If you see some of this, do not explain it away as “they just do not like foreigners” or “they are resistant to change.” That is the lazy interpretation.
Try this instead:
- Ask one trusted local colleague privately: “I want to be sure I am not creating problems without realizing it. Have I done anything that came across as disrespectful or out of line here?”
- When they tell you — and if they trust you, they will — do not justify. Say, “Thank you for telling me. I see how that came across. I will do that differently.” Then actually change.
- If appropriate, apologize briefly to those you affected. Nothing long or dramatic. “Yesterday I interrupted you several times in front of the patient. That was disrespectful.
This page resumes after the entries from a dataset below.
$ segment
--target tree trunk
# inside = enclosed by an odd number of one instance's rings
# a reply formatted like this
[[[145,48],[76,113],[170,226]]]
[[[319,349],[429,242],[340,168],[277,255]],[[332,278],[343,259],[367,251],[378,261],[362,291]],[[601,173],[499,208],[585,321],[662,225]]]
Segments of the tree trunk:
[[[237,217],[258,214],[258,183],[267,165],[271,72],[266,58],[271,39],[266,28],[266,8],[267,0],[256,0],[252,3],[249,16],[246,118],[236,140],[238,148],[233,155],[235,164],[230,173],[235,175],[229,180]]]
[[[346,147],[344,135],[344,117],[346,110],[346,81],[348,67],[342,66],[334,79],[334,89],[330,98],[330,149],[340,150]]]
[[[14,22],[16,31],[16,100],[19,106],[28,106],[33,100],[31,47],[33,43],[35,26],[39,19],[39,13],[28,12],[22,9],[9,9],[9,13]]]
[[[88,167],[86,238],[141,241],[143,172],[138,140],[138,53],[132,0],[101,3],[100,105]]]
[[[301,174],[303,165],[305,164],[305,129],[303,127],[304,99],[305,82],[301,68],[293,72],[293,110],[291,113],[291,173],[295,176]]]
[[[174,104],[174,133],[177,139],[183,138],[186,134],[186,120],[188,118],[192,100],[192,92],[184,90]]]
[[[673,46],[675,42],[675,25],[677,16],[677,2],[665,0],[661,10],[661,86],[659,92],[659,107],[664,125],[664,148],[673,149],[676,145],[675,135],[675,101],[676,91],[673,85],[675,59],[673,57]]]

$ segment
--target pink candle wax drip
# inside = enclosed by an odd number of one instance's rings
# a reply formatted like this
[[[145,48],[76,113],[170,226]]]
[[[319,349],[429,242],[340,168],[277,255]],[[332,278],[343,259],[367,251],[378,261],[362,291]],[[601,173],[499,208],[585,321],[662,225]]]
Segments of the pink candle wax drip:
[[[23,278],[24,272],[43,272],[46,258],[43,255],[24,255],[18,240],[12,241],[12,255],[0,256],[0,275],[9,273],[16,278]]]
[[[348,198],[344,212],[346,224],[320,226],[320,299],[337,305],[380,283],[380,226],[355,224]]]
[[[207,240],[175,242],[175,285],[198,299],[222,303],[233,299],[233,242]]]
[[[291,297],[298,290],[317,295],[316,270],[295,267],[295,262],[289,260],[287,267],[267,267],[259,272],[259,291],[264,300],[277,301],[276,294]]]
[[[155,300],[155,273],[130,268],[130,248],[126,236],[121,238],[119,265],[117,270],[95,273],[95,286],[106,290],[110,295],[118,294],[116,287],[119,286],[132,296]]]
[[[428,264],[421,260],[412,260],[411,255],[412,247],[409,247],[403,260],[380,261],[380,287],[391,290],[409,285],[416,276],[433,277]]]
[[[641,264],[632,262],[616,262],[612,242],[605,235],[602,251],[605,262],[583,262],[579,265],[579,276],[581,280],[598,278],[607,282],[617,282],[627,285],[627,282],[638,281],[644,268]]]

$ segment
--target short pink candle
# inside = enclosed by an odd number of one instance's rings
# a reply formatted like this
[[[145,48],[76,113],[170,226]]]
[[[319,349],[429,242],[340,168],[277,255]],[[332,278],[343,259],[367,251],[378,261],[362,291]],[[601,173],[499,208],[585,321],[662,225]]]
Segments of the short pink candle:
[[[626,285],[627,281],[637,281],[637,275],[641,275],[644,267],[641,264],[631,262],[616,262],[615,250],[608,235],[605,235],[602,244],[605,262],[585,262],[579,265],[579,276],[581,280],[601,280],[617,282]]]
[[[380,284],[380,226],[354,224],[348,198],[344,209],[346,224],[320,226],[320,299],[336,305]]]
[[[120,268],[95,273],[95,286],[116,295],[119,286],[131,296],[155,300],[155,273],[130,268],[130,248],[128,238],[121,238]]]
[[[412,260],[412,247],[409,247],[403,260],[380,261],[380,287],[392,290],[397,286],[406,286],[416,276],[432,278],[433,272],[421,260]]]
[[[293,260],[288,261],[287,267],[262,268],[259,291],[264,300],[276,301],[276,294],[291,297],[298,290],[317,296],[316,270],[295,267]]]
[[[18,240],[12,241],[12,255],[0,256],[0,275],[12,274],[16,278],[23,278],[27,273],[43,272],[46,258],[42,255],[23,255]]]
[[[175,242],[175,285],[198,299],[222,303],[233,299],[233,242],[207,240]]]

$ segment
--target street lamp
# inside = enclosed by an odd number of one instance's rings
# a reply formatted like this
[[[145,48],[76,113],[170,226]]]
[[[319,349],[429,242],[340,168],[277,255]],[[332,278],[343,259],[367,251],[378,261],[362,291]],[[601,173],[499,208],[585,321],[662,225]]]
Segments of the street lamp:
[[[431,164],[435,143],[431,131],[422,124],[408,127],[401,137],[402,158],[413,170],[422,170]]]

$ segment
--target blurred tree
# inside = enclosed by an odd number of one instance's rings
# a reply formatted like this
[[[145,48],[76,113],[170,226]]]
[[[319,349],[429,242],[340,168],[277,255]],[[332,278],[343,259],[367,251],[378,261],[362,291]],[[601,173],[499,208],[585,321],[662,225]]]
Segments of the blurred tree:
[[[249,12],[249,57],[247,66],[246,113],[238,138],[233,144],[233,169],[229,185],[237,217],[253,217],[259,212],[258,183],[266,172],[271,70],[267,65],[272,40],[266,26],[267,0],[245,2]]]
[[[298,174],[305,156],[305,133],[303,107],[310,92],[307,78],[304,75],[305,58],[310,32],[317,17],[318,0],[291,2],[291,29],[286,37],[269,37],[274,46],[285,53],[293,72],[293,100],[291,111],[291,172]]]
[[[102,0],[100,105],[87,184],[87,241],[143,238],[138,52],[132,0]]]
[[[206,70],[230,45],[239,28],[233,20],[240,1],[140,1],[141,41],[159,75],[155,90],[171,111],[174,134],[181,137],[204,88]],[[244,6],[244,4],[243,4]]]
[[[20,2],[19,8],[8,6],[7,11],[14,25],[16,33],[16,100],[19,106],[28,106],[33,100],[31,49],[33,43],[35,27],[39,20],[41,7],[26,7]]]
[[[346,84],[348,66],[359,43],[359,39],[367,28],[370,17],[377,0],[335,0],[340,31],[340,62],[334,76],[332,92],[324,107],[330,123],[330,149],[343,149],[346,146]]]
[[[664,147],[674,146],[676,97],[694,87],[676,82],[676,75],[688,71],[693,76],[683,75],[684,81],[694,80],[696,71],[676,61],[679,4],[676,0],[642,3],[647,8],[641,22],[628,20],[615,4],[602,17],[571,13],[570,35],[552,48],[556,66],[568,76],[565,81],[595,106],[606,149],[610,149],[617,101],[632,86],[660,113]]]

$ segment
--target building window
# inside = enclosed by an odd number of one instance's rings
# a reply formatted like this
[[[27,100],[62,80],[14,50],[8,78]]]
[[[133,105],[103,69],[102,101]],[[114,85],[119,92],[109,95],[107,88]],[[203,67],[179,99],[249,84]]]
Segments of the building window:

I am sorry, and I will not do that again.”
These quiet course corrections do more for trust than any perfectly crafted predeparture training.

Three Things to Hold on To
If you remember nothing else:
You are a guest, not a savior.
Treat every local clinician, nurse, interpreter, and staff member as a full professional with knowledge you do not have. Assume the system knows things you do not, even when it is constrained.Patients are people first, cases second.
Do not turn them into teaching props or global health stories. Protect their dignity in how you examine, speak, photograph, and write about them — exactly as you would want someone to do for your own family.Promises and posture matter more than you think.
Be ruthless about what you promise, explicit about what you do not control, and humble in how you teach or propose changes. Most of the real damage in global health happens in quiet, seemingly small interactions. Do not underestimate those.
You will still make mistakes abroad. The goal is to make them smaller, rarer, and repairable — not the kind that quietly poison trust long after you board your flight home.